I suppose it isn’t really surprising – after all, 2026 is HHTC’s Centenary Year – and a month and a bit since Christmas; but an awful lot has to happen in terms of budgeting, licence acquiring, set designing, script buying, technical team gathering, publicity, introductory evenings and auditions before you are finally able to start rehearsing anything.
But we are there now, with rehearsals in full swing for the comedy Bedroom Farce by Alan Ayckbourn, which will be on-stage from Wednesday March 26 to Saturday, March 29; and the musical Sister Act – hugely popular since the Whoopi Goldberg film hit the screens – which will be at The Boxmoor Playhouse from Tuesday, June 24 to Saturday, June 28.

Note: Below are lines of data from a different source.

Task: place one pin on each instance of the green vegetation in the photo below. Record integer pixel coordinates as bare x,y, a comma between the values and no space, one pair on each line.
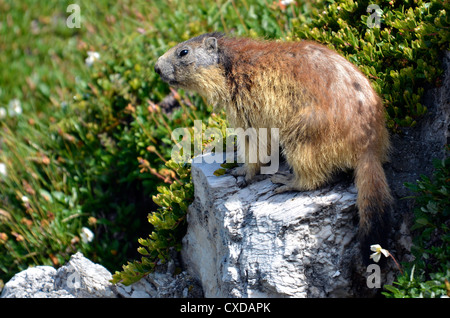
429,274
401,57
89,146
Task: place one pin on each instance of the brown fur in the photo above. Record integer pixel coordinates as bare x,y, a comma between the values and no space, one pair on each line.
329,116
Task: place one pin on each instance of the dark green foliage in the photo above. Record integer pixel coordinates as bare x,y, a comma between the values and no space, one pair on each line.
429,274
401,57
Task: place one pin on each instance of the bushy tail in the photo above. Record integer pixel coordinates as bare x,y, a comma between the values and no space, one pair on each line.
374,203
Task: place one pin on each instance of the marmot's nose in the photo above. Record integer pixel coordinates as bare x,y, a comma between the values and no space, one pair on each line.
157,69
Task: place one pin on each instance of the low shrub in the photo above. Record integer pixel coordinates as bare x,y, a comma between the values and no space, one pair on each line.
429,274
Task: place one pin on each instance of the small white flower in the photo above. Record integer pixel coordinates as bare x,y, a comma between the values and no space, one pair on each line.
15,107
92,57
378,250
3,169
86,235
286,2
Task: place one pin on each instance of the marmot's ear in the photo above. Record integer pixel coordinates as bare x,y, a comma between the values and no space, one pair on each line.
210,44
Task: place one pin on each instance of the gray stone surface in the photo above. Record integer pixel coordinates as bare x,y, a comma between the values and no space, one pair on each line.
250,242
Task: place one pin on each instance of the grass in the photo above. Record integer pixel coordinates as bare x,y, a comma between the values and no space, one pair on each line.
87,147
82,149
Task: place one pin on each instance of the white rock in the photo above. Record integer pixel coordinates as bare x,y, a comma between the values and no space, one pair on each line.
249,242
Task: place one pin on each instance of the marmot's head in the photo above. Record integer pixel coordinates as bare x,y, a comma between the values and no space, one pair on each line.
181,65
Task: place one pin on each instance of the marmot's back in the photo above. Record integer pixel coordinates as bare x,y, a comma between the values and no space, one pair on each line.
328,115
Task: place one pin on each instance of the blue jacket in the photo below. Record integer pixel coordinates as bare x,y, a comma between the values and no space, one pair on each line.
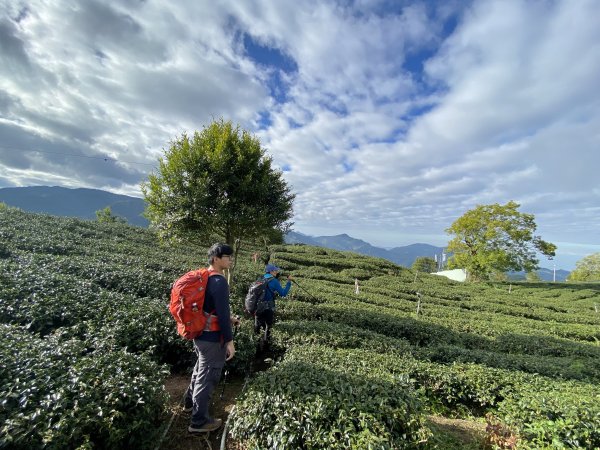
217,300
274,286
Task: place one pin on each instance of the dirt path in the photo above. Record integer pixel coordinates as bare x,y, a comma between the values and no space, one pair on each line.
178,437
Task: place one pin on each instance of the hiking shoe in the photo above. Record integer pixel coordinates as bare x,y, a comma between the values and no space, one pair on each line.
208,426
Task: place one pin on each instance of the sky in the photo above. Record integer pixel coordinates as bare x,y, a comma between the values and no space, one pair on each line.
389,119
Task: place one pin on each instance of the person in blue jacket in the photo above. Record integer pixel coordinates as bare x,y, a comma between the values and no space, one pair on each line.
265,314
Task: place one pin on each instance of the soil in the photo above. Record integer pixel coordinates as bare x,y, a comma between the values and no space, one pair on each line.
457,433
177,436
223,401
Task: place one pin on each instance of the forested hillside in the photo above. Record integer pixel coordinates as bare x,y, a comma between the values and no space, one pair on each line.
87,343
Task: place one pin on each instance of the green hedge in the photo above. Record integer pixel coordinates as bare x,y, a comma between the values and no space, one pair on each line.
319,397
56,394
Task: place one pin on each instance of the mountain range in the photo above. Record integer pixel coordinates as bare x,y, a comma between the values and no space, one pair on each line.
84,202
80,202
404,256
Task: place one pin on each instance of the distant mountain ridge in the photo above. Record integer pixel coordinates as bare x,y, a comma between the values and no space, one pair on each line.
404,256
79,202
84,202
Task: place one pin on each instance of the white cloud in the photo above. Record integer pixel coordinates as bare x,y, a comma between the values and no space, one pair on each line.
506,106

Bedroom Farce involves four couples and is set in the bedrooms of three of them, where any attempt at tranquility is disrupted by the marital problems of the fourth couple. The set involves the creation of three separate rooms containing double beds – an interesting challenge for set designer/builder John Eames, since the stage at the Playhouse could not be described as vast! Come to see it to find out how this space issue is resolved!
Sister Act, with its large chorus of singing nuns presents a different challenge: everyone was warned by choreographer Gisele Yoh Fowles that although there might not be too much moving around (because choirs tend to stay in one place ) the amount of energetic action in each number would: “amount to a workout at every rehearsal”!
“We had some excellent but very long auditions, followed by two hours of deliberation,” said director Iain Fowles, “and we have a first-rate cast of over 20, all of a very high calibre.” In the leading role of Deloris, the nightclub singer forced to hide in a convent from her gangster ex-boyfriend, is Sarah Winter, very well-known on the local amateur stage with a string of leading roles from musicals ranging from Cabaret, to Into the Woods.
Clearly, there’s plenty to keep everyone busy for the next few months, without even mentioning our week-long youth summer school, a musical revue planned for the autumn and then – guess what? – Christmas panto.
After all, a Centenary Year only happens every hundred years!